The heat shock protein Gp96 binds to human neutrophils and monocytes and stimulates effector functions.

The endoplasmic reticulum (ER)-resident heat shock protein Gp96 is involved in protein folding and is released into the extracellular space after necrotic cell death. In this context, Gp96 has immunostimulatory properties: it activates dendritic cells or macrophages and delivers associated peptides into the antigen presentation pathway, resulting in the induction of specific T-cell responses. The inflammatory response after necrotic tissue damage leads to the recruitment of polymorphonuclear neutrophils (PMNs) and monocytes, allowing them to make their first encounter with Gp96. We therefore investigated whether PMNs and monocytes interact with Gp96. We were able to show that PMNs and monocytes specifically bind fluorescein isothiocyanate (FITC)-conjugated Gp96. The binding of Gp96-FITC was competed by lipopolysaccharide (LPS) or fucoidan, a known inhibitor of scavenger receptors.
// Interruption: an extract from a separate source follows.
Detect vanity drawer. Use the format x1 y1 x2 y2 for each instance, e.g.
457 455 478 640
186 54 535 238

Interestingly, the binding of LPS-FITC was also competed not only by fucoidan, but by Gp96, suggesting that LPS and Gp96 share a common receptor on PMNs. One important effector function of PMNs is the clearance of an inflammatory site by phagocytosis. We therefore assessed the influence of Gp96 on phagocytic activity using fluorochrome-labeled polystyrene beads. We found a marked enhancement of phagocytosis in the presence of Gp96 and concluded that PMNs not only bind Gp96, but are also activated by it. Additionally, Gp96-stimulated PMNs and especially monocytes release large amounts of interleukin-8, a potent neutrophil-attracting chemokine. In conclusion, we demonstrate that Gp96 specifically binds to and activates PMNs and monocytes, extending the function of Gp96 as a danger signal to additional members of the innate immune system.